Sanitize and Validate Data with PHP Filters (http://net.tutsplus.com/tutorials/php/sanitize-and-validate-data-with-php-filters/)
Serious Form Security (http://css-tricks.com/serious-form-security/)

The most important thing is to sanitize the input. Rule #1 is never to trust any data that comes through the browser. Even something like a drop down where you might think the responses are only the ones you've set up can be changed. If you make sure to check all the data that comes through the form before doing anything you've won most of the battle.

bacterozoid
09-26-2009, 10:52 AM
If it's just sending an email and not storing any data, just use some sort of "human test" to prevent bots from submitting the form. Avoid using a CAPTCHA phrase - those are annoying. You may also be able to use some fancy javascript form submission technique - although I haven't had a chance to look into these myself.

As far as security goes: Anytime you have user input through $_POST, $_GET, etc, create a foreach loop that calls mysql_real_escape_string on all elements of that array.

When you display stuff from a database, call htmlentities on the data you display to prevent users from adding javascripts and stuff to your database which can then mess things up when it's displayed.

Paper Shredder Clay
09-28-2009, 11:14 AM
I've seen that before that you should check even drop down variables. How is it that someone can change them even when you aren't using the method that shows up in the url?

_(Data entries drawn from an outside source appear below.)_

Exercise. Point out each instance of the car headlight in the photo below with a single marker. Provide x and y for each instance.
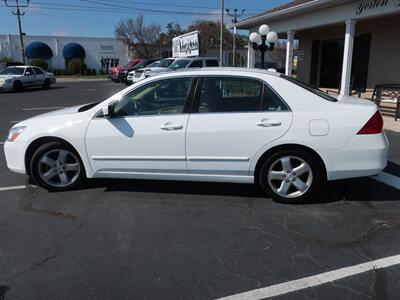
(14, 133)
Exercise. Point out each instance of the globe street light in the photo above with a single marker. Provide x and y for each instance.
(263, 41)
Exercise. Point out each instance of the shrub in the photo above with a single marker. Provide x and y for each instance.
(38, 62)
(75, 66)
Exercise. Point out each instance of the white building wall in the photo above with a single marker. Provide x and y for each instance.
(95, 48)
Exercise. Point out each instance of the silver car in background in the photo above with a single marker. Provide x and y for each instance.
(18, 78)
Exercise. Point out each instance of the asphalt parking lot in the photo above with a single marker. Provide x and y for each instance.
(133, 239)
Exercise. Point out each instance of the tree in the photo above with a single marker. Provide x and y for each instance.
(141, 38)
(173, 30)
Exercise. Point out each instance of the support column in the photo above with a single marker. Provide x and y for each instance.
(251, 56)
(289, 53)
(347, 58)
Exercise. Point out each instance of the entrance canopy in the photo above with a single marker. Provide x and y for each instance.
(329, 32)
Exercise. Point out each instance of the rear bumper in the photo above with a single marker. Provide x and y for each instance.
(15, 156)
(364, 155)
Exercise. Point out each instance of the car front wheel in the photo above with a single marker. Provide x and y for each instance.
(57, 167)
(291, 176)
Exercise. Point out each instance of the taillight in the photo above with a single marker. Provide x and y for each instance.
(374, 125)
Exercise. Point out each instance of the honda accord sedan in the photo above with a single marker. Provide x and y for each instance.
(217, 125)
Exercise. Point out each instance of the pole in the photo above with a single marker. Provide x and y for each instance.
(21, 34)
(221, 34)
(21, 39)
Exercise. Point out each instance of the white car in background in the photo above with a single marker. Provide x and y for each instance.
(156, 67)
(18, 78)
(217, 124)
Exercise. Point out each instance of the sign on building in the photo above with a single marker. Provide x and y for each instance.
(186, 45)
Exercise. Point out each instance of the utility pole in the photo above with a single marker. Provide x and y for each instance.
(221, 34)
(19, 14)
(235, 16)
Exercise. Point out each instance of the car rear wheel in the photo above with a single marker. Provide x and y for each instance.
(46, 84)
(57, 167)
(17, 86)
(291, 176)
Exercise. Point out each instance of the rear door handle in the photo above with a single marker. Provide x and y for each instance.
(269, 123)
(171, 126)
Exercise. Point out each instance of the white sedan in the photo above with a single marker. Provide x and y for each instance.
(221, 125)
(19, 77)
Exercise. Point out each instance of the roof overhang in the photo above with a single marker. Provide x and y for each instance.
(302, 8)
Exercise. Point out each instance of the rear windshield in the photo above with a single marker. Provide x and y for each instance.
(309, 88)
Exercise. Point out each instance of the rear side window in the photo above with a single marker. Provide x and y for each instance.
(272, 102)
(212, 63)
(305, 86)
(230, 95)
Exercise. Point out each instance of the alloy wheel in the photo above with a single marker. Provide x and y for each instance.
(290, 176)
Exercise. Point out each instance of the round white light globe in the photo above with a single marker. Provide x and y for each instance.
(272, 37)
(255, 38)
(264, 29)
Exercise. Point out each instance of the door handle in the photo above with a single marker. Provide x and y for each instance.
(269, 123)
(171, 126)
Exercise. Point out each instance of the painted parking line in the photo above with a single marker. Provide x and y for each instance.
(42, 108)
(388, 179)
(12, 188)
(316, 280)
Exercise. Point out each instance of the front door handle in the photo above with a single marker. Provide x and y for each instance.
(269, 123)
(171, 126)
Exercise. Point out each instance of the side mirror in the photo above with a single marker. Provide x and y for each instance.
(108, 110)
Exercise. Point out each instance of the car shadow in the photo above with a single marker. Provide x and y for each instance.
(360, 189)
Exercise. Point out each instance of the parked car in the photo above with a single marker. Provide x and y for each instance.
(271, 65)
(155, 67)
(187, 63)
(20, 77)
(123, 75)
(114, 72)
(219, 124)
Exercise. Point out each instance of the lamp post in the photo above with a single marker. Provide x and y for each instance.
(263, 41)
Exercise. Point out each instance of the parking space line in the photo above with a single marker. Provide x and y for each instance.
(42, 108)
(11, 188)
(388, 179)
(316, 280)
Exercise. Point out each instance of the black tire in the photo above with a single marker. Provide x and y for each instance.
(35, 166)
(269, 186)
(17, 86)
(47, 84)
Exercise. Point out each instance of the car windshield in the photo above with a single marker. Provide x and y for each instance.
(309, 88)
(13, 71)
(142, 64)
(179, 64)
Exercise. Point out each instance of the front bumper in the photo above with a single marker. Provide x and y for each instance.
(15, 156)
(364, 155)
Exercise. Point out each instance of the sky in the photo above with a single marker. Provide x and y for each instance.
(97, 18)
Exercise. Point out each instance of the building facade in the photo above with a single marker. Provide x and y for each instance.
(63, 48)
(344, 44)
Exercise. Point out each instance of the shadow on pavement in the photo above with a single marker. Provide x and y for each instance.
(361, 189)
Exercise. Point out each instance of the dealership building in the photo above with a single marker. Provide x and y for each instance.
(56, 50)
(343, 44)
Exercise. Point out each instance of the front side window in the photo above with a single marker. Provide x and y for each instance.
(29, 71)
(196, 64)
(179, 64)
(157, 98)
(230, 95)
(38, 71)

Here are a couple of posts I've bookmarked on forms and security

Sanitize and Validate Data with PHP Filters (http://net.tutsplus.com/tutorials/php/sanitize-and-validate-data-with-php-filters/)
Serious Form Security (http://css-tricks.com/serious-form-security/)

The most important thing is to sanitize the input. Rule #1 is never to trust any data that comes through the browser. Even something like a drop down where you might think the responses are only the ones you've set up can be changed. If you make sure to check all the data that comes through the form before doing anything you've won most of the battle.

bacterozoid
09-28-2009, 11:20 AM
How is it that someone can change them even when you aren't using the method that shows up in the url?

There are tons of ways to change the source code of a web page. For example, I use a Firefox extension called Firebug for development. It lets me change ANYTHING I want on the page. (Excluding server side code, like PHP). So I could change a dropdown value to be anything (like a SQL injection attack string), then submit the page. If you don't have code on your server to protect against that, you are vulnerable.

vangogh
09-28-2009, 12:01 PM
Yep. Another way is to simply download the source of your page, rewrite the code to include any options I want, and load the page locally on my computer or even another server somewhere online. As long as the form points back to your page for processing it anything can be sent to the processing page.

rezzy
09-29-2009, 03:55 PM
On top of that, web bots, dont use your form, they submit directly to your code. Assume that anything coming in can be dirty and filter it, and if needed use regualr expressions to make sure its information thats formated how you wanted.

When receiving emails or phones numbers etc.